For frequency and timing references, MEMS resonators are attached to electronic circuits, often called sustaining amplifiers, to drive them in continuous motion. In most cases these circuits are located near the resonators and in the same physical package. In addition to driving the resonators, these circuits produce output signals for downstream electronics.

By convention, the term oscillators usually denotes integrated circuits (ICs) that supply single output frequencies. MEMS oscillators include MEMS resonators, sustaining amps, and additional electronics to set or adjust their output frequencies. These circuits often include phase-locked loops (PLLs) that produce selectable or programmable output frequencies from the upstream MEMS reference frequencies.

MEMS oscillators are commonly available as 4- or 6-pin ICs that conform to printed circuit board (PCB) solder footprints previously standardized for quartz crystal oscillators.

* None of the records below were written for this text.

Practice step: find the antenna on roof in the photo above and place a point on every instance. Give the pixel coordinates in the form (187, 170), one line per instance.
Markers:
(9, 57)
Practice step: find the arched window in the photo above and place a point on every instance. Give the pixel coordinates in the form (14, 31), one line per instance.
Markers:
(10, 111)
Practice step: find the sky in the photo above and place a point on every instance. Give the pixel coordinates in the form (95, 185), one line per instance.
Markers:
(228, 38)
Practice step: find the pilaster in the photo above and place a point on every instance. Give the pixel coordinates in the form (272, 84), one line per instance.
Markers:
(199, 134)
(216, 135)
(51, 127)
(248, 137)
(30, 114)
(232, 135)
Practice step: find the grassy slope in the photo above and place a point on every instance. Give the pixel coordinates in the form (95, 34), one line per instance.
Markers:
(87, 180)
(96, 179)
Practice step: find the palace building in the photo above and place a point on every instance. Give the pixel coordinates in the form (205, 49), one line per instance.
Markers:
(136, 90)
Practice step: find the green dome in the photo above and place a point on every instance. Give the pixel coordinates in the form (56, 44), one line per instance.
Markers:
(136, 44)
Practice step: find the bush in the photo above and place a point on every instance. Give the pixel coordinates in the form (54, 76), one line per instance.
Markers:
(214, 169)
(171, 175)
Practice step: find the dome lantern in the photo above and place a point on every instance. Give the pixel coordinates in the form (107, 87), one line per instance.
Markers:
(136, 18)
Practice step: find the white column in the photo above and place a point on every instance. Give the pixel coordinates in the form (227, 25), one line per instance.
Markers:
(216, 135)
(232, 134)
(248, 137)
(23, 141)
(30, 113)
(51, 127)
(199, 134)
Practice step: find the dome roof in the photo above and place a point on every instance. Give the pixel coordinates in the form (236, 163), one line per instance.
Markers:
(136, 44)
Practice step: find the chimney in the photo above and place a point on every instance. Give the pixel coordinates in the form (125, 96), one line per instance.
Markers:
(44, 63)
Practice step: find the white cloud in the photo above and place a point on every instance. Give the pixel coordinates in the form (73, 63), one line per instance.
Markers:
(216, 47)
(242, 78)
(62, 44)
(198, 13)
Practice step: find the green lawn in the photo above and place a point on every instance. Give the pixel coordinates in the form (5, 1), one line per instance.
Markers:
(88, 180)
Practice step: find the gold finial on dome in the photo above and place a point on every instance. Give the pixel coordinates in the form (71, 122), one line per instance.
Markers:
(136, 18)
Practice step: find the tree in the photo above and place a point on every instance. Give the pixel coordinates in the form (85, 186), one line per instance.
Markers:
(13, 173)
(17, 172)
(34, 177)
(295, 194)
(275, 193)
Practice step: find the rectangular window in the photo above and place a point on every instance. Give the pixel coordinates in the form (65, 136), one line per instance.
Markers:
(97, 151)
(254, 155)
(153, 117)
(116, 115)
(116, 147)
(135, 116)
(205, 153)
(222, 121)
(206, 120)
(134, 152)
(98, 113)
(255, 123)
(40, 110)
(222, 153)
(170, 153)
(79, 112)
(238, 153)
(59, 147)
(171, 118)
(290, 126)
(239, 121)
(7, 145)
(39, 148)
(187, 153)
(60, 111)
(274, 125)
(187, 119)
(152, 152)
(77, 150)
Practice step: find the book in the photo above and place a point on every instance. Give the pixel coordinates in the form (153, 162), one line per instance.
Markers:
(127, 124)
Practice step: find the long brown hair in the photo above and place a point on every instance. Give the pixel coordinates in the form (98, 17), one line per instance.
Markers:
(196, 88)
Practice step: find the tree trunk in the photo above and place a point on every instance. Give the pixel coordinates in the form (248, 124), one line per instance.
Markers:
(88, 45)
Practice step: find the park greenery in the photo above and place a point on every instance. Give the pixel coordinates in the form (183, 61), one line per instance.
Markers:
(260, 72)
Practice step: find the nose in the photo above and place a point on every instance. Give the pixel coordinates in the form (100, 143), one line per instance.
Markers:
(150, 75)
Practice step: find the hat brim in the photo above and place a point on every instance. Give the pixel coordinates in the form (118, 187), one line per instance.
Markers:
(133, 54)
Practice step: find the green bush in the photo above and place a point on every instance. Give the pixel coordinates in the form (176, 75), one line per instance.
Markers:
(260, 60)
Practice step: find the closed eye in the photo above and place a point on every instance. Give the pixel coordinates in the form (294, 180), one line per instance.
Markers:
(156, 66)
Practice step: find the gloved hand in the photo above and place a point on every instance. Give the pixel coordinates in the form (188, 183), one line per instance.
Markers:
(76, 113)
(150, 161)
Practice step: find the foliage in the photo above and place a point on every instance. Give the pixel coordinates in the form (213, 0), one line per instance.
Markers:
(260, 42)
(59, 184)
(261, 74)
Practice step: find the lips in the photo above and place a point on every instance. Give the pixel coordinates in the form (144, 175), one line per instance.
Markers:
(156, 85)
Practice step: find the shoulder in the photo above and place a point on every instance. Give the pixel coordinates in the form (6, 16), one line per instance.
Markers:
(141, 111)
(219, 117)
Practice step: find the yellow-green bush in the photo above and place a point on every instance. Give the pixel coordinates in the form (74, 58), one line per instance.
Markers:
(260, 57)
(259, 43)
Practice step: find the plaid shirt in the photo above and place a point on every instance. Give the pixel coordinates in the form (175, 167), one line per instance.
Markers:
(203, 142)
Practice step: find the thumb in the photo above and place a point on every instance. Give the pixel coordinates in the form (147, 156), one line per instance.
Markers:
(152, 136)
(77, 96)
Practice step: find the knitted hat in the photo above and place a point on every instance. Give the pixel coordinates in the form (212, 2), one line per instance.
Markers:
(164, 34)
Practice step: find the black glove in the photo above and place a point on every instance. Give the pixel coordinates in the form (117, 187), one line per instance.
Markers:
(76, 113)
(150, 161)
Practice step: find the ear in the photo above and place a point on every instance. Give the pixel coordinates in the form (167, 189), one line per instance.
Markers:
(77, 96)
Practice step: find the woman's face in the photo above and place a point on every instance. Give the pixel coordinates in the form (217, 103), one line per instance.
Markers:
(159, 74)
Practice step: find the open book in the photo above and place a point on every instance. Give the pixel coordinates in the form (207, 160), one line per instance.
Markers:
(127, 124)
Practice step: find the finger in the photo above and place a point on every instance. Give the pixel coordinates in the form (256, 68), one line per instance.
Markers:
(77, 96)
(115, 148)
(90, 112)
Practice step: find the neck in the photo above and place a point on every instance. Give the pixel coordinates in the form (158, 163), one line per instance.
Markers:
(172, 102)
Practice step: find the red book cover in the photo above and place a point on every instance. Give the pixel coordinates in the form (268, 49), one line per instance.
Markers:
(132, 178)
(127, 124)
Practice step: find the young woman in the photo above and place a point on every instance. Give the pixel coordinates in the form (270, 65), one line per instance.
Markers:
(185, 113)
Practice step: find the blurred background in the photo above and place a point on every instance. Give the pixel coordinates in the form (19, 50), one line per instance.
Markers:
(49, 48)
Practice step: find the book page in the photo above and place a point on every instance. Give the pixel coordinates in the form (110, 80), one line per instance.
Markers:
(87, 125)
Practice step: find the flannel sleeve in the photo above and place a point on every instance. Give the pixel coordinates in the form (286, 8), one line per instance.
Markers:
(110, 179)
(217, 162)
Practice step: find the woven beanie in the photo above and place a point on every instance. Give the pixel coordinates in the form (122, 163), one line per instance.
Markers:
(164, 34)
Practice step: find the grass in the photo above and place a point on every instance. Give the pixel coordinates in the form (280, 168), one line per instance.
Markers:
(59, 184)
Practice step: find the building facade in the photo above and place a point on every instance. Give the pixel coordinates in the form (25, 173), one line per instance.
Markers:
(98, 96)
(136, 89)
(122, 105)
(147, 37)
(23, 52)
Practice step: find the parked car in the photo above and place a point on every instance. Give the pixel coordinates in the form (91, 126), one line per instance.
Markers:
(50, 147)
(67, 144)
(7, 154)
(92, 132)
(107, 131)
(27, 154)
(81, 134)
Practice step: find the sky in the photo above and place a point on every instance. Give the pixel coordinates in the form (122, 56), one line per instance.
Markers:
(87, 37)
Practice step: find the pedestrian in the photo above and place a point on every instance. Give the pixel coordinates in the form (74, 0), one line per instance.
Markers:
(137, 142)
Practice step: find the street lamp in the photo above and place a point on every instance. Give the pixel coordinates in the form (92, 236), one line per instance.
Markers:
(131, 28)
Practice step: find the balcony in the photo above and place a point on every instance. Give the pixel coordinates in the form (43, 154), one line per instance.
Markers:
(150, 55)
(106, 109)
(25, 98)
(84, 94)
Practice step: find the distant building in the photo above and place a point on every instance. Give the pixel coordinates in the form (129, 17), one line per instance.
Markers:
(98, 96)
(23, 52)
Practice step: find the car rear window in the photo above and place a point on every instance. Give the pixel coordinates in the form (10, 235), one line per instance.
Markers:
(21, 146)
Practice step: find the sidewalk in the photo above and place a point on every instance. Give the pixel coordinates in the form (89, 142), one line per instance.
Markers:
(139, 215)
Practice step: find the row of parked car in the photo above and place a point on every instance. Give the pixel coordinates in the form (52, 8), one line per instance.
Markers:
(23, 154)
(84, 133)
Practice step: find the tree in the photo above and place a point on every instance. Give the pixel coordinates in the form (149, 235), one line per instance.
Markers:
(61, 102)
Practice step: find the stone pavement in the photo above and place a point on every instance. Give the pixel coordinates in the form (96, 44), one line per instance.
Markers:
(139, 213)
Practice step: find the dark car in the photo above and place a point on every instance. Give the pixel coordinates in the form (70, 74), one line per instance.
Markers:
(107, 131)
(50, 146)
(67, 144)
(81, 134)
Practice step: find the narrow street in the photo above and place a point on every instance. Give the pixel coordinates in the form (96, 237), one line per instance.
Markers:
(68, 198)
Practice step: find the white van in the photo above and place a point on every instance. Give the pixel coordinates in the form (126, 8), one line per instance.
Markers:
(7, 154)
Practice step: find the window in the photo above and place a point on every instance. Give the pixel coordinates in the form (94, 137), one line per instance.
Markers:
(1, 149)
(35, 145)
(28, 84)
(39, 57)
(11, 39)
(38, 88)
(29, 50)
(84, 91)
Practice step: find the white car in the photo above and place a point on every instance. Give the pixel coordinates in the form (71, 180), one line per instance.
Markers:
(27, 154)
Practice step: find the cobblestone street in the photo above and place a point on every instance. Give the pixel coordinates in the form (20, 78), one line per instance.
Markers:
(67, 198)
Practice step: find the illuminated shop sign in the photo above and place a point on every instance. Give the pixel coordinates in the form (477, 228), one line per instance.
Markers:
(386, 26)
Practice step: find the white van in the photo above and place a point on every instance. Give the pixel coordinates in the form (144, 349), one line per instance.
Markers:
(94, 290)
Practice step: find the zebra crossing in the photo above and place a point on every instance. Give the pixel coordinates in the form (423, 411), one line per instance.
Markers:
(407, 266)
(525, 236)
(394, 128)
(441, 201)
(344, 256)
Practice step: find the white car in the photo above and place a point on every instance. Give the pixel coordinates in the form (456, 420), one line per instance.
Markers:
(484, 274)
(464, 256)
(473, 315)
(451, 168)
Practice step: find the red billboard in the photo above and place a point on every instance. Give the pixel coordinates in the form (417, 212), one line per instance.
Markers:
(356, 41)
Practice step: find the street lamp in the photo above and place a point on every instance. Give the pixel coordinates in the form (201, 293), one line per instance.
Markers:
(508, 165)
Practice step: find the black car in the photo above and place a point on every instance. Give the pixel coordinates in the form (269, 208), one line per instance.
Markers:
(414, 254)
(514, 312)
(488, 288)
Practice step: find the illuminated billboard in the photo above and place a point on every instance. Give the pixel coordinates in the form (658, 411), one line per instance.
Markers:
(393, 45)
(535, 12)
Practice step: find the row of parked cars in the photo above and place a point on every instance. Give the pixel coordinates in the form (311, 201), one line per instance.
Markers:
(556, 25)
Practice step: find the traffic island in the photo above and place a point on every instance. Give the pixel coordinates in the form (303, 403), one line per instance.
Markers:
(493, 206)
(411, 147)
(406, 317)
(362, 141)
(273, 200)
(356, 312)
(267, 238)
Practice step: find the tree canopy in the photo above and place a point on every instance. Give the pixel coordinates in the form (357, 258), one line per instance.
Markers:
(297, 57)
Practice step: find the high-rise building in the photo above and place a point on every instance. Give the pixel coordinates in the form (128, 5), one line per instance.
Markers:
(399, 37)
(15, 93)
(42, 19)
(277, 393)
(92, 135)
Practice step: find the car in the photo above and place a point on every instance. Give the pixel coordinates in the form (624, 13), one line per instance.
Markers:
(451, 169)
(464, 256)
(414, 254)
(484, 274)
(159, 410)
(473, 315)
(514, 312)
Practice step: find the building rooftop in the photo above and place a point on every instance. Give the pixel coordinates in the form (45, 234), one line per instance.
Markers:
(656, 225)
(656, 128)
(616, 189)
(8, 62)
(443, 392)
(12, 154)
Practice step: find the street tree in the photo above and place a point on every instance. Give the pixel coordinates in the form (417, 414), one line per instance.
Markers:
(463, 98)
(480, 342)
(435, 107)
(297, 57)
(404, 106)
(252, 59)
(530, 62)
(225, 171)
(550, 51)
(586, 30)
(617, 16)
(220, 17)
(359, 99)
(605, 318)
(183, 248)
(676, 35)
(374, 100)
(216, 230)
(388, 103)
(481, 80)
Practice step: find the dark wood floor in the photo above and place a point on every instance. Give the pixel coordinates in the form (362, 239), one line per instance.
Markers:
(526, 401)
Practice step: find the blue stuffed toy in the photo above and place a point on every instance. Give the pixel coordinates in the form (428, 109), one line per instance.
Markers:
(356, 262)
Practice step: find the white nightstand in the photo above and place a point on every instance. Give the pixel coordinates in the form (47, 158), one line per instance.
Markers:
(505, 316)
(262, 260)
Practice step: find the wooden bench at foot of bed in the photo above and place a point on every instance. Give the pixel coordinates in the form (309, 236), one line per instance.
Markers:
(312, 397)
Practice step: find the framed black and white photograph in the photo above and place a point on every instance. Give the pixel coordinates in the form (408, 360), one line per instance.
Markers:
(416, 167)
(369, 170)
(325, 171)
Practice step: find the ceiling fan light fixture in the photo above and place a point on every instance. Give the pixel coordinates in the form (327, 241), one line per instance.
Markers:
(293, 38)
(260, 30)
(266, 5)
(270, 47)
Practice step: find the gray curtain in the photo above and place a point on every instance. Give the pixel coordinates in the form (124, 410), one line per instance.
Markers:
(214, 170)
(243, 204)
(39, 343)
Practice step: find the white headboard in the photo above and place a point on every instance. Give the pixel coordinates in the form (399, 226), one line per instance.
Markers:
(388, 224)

The term clock generator usually denotes a timing IC with multiple outputs. Following this custom, MEMS clock generators are multi-output MEMS timing devices. These are used to supply timing signals in complex electronic systems that require multiple frequencies or clock phases. For example, most computers require independent clocks for processor timing, disk I/O, serial I/O, video generation, Ethernet I/O, audio conversion, and other functions.

Clock generators are usually specialised for their applications, including the number and selection of frequencies, various auxiliary features, and package configurations. They often include multiple PLLs to generate multiple output frequencies or phases.

MEMS Real-time clocks (RTCs) are ICs that track time of day and date. They include MEMS resonators, sustaining amps, and registers that increment with time, for instance counting days, hours, minutes and seconds. They also include auxiliary functions like alarm outputs and battery management.